Les obligations à taux variables, flottants et
révisables
Dans la mesure où les cours fluctuent en fonction des
taux d'intérêt, il suffit d'assurer en permanence une
rémunération égale à celle du marché, notamment à
celle des nouvelles émissions, pour maintenir les cours
au voisinage du nominal. Les emprunts à taux variable,
révisable ou flottant comportent ainsi une clause
d'indexation de leur coupon. La défense contre l'inflation n'est pas aussi bonne qu'avec une
indexation du capital sur un chiffre d'affaires, mais la
sécurité est satisfaisante en ce qui concerne à la fois le
maintien du capital nominal et la certitude de percevoir un revenu
équivalent à celui des titres achetés en Bourse ou émis le
plus récemment. Dans la mesure où les taux d'intérêt tendent
souvent à monter au moins au même niveau que le pourcentage de
hausse des prix, il y a tout de même une certaine défense contre
la dépréciation de la monnaie (pour le revenu en tout cas) dans
la formule de l'obligation à taux variable.
Mécanisme
Le taux d'intérêt de l'obligation est indexé en
général sur la moyenne d'un taux de référence calculé
dans la majorité des cas sur une période d'un an se
terminant à la veille ou quelques jours avant le
versement du revenu annuel. Si la moyenne est de 9,81 %,
le coupon de l'obligation sera calculé sur ce taux, si
elle passe l'année suivante à 10,47 %, l'intérêt
versé aux obligations suivra.
L'indexation du capital étant interdite depuis 1959, les
émetteurs ont eu recours à l'indexation de l'intérêt
avec les taux variables et flottants.
En fait, le mécanisme est fréquemment plus compliqué en
raison de l'existence d'un écart ou "spread".

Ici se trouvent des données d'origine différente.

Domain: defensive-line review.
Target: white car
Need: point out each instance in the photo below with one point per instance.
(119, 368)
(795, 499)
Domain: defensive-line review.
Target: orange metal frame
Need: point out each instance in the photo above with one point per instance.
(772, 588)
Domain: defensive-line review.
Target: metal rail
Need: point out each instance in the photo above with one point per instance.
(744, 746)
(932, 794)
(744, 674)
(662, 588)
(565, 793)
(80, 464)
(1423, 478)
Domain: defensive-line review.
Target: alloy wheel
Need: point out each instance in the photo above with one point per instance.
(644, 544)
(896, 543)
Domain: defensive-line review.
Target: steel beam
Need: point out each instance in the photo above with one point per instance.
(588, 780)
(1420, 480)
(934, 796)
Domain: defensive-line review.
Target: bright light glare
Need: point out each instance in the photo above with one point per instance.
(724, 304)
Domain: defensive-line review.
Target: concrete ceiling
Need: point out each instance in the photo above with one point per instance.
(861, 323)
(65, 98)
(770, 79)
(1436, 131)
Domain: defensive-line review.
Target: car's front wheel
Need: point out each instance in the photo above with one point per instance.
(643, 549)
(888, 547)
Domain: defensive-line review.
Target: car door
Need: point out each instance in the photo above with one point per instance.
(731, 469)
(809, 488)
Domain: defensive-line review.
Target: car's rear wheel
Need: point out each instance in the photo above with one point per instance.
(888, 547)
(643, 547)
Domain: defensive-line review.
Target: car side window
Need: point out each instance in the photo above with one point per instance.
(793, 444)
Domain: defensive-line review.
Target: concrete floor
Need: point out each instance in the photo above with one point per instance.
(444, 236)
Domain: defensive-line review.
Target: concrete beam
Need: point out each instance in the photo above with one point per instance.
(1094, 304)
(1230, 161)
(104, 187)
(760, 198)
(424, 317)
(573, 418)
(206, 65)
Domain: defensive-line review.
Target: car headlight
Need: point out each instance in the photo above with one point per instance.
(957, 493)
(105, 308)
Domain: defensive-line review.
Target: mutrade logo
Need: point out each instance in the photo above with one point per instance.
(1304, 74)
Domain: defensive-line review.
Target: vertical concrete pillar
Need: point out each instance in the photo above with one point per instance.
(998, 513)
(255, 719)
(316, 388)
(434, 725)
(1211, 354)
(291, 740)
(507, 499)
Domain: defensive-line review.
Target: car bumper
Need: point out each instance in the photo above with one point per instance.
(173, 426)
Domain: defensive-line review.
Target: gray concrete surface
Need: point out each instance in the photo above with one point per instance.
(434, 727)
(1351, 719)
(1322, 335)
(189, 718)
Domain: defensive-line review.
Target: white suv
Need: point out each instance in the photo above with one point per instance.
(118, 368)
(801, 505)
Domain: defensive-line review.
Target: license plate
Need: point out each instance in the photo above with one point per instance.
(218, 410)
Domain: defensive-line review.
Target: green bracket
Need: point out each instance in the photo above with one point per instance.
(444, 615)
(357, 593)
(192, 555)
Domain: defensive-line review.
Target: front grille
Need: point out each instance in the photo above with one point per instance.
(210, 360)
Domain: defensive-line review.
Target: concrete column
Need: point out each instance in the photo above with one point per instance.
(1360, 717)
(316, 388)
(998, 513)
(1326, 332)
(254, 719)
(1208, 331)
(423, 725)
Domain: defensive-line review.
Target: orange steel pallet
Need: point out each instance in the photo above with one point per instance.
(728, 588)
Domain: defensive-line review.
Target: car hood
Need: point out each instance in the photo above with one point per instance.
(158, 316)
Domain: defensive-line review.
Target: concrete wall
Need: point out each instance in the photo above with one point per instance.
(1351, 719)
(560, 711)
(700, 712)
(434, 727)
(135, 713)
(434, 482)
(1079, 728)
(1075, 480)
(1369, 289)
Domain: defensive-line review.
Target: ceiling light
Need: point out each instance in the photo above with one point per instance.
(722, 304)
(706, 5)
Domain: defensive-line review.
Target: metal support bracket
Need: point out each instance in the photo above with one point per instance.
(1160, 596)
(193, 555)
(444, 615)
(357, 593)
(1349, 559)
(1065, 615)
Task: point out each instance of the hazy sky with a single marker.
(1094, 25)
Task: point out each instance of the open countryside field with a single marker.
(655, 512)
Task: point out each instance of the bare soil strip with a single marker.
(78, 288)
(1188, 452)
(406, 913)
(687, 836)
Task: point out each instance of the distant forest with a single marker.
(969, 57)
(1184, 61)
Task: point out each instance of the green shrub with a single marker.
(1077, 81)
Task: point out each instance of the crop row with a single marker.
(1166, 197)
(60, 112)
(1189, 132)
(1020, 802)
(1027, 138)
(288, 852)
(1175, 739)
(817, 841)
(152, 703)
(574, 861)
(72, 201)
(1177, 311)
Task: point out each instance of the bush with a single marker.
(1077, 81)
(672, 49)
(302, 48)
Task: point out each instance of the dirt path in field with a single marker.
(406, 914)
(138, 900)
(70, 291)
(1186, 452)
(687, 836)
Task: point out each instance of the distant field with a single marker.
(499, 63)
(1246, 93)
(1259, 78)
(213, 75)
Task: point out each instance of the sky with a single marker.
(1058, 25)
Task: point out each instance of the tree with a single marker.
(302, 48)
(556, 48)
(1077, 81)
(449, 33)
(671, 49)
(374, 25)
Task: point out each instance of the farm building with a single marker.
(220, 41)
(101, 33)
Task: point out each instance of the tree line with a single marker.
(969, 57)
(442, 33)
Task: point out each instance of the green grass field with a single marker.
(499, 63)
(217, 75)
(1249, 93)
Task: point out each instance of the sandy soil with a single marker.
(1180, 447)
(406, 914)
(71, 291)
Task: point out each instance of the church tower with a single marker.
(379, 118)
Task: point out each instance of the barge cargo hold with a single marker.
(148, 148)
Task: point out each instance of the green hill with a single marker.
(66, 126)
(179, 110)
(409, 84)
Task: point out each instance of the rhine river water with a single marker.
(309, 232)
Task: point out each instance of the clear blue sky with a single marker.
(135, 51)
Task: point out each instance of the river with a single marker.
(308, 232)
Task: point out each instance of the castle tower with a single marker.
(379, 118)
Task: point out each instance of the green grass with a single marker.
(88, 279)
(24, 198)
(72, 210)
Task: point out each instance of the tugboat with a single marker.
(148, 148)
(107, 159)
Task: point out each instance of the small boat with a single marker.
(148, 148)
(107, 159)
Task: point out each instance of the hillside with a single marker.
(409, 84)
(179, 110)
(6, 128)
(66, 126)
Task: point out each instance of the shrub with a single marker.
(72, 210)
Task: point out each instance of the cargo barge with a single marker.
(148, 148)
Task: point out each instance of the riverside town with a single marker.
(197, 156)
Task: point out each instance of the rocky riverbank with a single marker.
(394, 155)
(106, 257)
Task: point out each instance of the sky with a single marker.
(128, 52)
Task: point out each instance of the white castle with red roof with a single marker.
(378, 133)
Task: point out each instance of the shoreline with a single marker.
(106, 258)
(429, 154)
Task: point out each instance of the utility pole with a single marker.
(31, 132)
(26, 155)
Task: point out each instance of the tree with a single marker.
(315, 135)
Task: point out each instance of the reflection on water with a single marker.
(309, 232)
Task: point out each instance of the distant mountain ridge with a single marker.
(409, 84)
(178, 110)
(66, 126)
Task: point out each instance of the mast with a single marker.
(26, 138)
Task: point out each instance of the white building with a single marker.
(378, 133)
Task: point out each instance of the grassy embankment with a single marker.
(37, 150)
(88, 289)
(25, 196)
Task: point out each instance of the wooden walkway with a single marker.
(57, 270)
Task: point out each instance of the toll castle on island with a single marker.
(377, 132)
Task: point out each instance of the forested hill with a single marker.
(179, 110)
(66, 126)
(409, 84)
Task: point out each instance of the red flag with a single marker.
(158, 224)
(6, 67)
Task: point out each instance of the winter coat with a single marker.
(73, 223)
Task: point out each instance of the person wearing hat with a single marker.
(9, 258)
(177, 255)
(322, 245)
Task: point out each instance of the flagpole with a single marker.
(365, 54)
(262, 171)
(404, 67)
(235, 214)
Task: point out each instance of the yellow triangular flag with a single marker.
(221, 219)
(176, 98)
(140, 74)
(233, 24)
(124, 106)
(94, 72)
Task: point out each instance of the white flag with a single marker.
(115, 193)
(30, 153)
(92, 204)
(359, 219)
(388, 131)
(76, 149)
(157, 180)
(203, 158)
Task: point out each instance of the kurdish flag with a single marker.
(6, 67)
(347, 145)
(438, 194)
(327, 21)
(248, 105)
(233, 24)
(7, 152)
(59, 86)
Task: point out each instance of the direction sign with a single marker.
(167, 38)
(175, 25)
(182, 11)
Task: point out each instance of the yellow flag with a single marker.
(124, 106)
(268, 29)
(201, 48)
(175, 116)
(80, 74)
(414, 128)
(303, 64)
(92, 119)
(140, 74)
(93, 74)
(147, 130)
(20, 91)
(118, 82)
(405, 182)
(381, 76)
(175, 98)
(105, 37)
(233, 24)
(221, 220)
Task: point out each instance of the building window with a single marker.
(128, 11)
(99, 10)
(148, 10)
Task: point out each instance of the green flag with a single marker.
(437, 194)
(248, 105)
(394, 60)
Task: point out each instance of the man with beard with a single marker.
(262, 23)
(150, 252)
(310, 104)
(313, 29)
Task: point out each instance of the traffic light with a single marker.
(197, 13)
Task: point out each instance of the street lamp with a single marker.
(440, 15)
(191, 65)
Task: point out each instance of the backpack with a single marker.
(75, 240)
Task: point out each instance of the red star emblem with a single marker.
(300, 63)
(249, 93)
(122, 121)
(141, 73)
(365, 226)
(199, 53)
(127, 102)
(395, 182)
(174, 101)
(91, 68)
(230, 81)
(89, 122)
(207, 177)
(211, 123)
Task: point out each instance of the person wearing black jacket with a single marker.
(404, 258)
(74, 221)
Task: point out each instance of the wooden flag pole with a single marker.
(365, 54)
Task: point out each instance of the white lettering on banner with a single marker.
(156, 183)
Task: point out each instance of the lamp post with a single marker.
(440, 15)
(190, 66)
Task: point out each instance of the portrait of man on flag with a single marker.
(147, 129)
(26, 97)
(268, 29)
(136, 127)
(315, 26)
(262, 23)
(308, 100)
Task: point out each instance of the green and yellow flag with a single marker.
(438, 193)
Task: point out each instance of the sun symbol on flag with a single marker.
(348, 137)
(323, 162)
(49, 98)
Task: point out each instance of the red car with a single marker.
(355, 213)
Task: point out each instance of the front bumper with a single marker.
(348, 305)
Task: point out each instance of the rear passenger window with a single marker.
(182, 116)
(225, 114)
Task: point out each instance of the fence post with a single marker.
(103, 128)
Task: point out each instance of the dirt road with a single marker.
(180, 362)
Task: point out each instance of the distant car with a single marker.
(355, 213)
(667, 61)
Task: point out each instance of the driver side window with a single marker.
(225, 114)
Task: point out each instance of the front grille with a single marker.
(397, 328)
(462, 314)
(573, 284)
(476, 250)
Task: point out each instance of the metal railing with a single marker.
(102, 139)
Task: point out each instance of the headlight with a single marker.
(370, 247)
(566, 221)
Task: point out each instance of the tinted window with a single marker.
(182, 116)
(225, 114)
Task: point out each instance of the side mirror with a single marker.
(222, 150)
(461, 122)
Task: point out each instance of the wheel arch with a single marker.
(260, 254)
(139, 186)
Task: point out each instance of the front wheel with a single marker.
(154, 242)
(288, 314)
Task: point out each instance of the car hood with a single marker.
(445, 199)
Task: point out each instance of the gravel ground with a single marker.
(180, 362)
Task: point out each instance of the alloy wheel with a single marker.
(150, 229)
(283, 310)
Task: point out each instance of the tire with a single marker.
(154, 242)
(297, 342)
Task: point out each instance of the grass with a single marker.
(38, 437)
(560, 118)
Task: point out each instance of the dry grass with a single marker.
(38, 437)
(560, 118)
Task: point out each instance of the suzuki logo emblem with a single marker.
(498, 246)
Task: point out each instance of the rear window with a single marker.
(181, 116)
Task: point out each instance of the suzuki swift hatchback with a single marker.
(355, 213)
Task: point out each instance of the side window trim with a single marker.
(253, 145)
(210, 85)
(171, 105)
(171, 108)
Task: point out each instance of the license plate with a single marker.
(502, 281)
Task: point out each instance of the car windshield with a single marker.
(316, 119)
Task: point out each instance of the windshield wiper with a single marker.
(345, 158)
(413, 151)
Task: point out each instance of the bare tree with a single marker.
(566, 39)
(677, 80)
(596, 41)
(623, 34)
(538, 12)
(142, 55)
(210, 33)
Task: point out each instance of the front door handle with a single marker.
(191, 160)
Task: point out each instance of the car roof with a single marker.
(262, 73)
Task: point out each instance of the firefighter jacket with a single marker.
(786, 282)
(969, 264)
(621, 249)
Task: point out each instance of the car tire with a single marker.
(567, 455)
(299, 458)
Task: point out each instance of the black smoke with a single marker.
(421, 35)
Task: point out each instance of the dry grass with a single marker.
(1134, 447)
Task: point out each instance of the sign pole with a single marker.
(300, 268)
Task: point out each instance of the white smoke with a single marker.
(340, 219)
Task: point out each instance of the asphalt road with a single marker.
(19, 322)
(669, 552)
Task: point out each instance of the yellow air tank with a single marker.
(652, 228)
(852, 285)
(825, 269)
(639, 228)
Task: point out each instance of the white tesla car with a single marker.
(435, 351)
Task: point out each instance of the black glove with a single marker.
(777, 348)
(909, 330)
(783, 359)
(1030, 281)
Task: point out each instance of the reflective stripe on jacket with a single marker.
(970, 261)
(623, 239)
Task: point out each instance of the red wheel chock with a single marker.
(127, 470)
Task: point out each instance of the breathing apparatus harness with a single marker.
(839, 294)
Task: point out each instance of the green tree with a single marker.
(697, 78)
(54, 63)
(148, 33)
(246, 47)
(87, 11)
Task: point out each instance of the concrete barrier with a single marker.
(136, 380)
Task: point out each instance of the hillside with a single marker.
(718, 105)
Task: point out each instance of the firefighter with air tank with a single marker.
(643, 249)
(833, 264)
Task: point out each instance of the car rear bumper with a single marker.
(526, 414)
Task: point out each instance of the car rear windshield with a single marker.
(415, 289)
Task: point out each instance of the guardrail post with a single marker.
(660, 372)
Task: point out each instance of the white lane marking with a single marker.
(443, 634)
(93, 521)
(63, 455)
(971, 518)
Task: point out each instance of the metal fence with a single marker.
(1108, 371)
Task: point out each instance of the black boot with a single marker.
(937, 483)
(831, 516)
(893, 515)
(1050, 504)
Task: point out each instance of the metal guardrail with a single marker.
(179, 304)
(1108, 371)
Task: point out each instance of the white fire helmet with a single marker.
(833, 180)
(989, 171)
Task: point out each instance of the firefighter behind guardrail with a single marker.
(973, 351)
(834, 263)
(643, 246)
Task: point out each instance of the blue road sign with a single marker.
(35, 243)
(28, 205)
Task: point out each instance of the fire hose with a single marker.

Lors de l'émission, il est stipulé que le taux de
l'emprunt sera par exemple celui des emprunts d'Etat ou
des obligations majoré ou minoré d'un écart de 0,5 %
par exemple. Ainsi dans l'hypothèse retenue plus haut, le
taux de notre emprunt passerait non pas de 9,81 à 10,47
%, mais de 10,31 à 10,97 %, en raison d'un " spread
" de 0,5. On dira que l'emprunt est émis au taux
moyen des obligations + 0,5 %. Il peut y avoir aussi des
clauses de taux minimum. Un coupon minimum de 8 % sera par
exemple garanti quelle que soit l'évolution des taux.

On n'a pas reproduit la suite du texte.